Vitamin D is an essential micronutrient required for normal physiological function and recognized for its role regulating calcium metabolism. Recent work is beginning to emerge demonstrating a role ...for vitamin D in chronic illnesses, such as cancer. Circulating serum levels of 25(OH)D2/3 were quantitatively measured using sensitive ultraperformance liquid chromatography coupled to tandem mass spectrometry (UPLC‐MS/MS) in 406 lung cancer cases and 437 population controls, while 1,25(OH)2D2/3 levels were measured in a subset of 90 cases and 104 controls using the same method, from the NCI‐MD case–control cohort. 25(OH)D3 levels were inversely associated with lung cancer status across quartiles (Q2 vs. Q1: ORadjusted = 0.5, 95% CI = 0.3–0.8; Q3 vs. Q1: ORadjusted = 0.5, 95% CI = 0.3–0.8; Q4 vs.
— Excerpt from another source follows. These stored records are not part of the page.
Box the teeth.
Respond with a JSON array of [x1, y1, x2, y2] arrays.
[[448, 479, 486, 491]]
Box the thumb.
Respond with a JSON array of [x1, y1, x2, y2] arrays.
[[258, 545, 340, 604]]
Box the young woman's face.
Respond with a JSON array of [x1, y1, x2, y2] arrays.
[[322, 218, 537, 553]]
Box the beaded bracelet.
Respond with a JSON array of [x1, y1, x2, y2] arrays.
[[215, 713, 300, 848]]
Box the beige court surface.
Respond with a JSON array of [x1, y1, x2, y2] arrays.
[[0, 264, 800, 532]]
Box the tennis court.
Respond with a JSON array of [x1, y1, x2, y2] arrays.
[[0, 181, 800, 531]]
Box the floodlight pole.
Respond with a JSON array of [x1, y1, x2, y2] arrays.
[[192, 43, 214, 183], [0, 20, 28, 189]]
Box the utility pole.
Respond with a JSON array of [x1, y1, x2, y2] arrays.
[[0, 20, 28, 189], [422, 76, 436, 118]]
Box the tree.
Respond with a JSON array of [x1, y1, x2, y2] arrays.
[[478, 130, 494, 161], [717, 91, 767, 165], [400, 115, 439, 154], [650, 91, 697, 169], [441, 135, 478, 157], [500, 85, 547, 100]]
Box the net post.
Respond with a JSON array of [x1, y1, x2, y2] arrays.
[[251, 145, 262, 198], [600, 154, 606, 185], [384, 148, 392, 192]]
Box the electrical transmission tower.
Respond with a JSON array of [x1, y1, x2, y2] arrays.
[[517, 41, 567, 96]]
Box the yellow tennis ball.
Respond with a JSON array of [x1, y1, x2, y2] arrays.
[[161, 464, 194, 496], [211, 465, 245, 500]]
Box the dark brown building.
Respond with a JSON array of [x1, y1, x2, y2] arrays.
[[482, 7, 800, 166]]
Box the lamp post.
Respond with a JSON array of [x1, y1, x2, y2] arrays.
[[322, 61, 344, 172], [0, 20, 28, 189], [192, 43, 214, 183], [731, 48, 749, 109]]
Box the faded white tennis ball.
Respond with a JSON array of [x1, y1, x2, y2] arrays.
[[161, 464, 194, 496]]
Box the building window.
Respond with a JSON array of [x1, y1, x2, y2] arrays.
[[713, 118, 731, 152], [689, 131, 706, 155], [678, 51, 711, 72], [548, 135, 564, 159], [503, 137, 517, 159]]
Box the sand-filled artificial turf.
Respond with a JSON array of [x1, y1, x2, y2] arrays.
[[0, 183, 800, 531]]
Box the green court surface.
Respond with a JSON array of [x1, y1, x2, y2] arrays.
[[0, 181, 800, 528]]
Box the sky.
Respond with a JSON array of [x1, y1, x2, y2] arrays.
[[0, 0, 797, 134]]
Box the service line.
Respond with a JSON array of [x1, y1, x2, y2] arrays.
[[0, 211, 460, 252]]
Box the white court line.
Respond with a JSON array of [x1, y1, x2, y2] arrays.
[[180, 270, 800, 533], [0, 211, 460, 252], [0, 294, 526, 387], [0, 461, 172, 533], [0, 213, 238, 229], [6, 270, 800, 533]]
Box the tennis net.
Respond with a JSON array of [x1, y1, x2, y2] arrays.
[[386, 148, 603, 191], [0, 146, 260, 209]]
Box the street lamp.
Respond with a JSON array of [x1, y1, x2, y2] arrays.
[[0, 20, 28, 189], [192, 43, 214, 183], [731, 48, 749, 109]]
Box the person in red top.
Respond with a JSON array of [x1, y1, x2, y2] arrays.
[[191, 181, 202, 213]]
Q1: ORadjusted = 0.5, 95% CI = 0.2–0.9; Ptrend = 0.004). Levels of 1,25(OH)2D3 were also inversely associated with lung cancer status (Q2 vs. Q1: ORadjusted = 0.2, 95% CI = 0.03–0.7; Q3 vs. Q1: ORadjusted = 0.1, 95% CI = 0.01–0.4; Q4 vs. Q1: ORadjusted = 0.04, 95% CI = 0.01–0.3; Ptrend<0.0001). Although the observed trends were similar for the 25(OH)D2 (Ptrend = 0.08), no significant associations were seen between vitamin D2 and lung cancer status. Additionally, genotyping of 296 SNPs in the same subjects resulted in findings that 27 SNPs, predominantly in CYP24A1 and VDR genes, were significantly associated with lung cancer status, affected mRNA expression, and modulated vitamin D levels. These findings suggest a protective role for vitamin D3 in lung cancer, with similar trends but insignificant findings for D2. Vitamin D3 levels appeared to be modulated by genetic variation in CYP24A1 and VDR genes. Additional research to illuminate the mechanism(s) through which vitamin D exacerbates effects against lung carcinogenesis is warranted.
Inverse association between 25(OH)D3 and hormonally active form 1,25(OH)D3 and lung cancer was observed in a case control study. Associations between vitamin D2 and lung cancer were not statistically significant. Single nucleotide polymorphisms in CYP24A1 and VDR may modulate the observed associations.